In a recent book titled “Keeping faith in our values in a dangerous world”, Anne-Marie Slaughter, the renowned Dean of Princeton University Woodrow Wilson Institute, advocated including tolerance, humility and faith into American system of values. She also suggested that American practice “value based foreign policy” to improve our image, so that our spreading of human rights and democracy can be more effective. Her theory is well founded but short of the more universal ideal of harmony diplomacy and mutual win-win development already in practice by parts of the world. Harmony is an ancient ideal that belongs to the world. It is accepted by many cultures East and West. It is an extensive system of common values and certainly more inclusive than just adding tolerance, humility and faith to American value system.

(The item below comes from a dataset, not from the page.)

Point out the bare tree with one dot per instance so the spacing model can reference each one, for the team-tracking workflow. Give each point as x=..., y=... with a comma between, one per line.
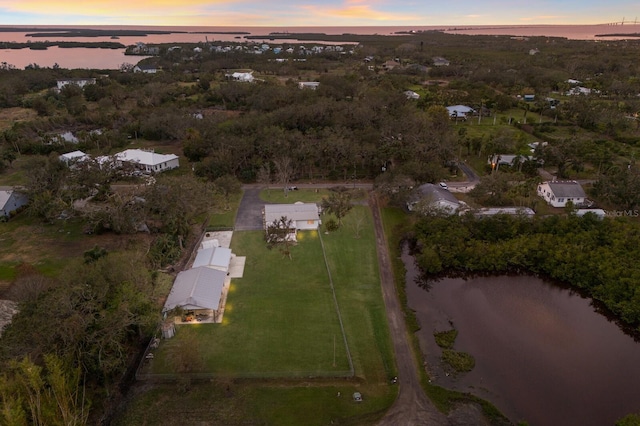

One can also have faith in harmony, which in time will work its way by resonance. The truth of harmony diplomacy includes the spirit of working with all nations in the world. Between any two countries there exist complementary advantages for mutual win- win development. Preconception of incompatibility is counter to harmony ideal of tolerance, acceptance and respect of others. It also negates the value of humility in practicing tolerance and acceptance. Madam Slaughter proposed working with NATO nations, English speaking and other major nations for the propagation of American values and “value based foreign policy”. Yet in her list of “preferred” nations, many significant nations including China, Russia and other obvious nations who have disagreements with us are noticeably absent. World human rights practice must also include respect of all cultures.

The scope of human rights also grows with social and economic modernization of a society and must be in harmony with the society and nature. From the very beginning nature also imposes boundaries on our human rights aspirations. Harmony as dynamic balance is nature’s order. It exists as a higher order guide applicable to affairs of family, society, nations and the world. When there is no harmony as in todays confrontational world, extremism results and human rights are threatened. Human rights ideal is a universal truism but we must allow cultural diversity in scope, cultural emphasis and historical sequenced difference in implementation within a well planned engineering system. As much as there is engineering system analysis in the implementation of human rights in a nation there needs to be the same consideration in world human rights.

The world needs harmony diplomacy through dialogue and consensus to maintain world human rights. It is within the realm of U.N. and not the judgmental whim of any one nation, no matter how powerful we are. The weak in their anguish has limited means must be persuaded to refrain from suicide mode. The powerful, with dominant media and military, needs to practice humility. To minimize confrontation through extremism and unilateralism it is time for all to advocate harmony diplomacy and win-win mutual development. Thus harmony is essential to world human rights as a supranational universal guidance and system engineering analysis milestones in the dynamic implementation of world human rights.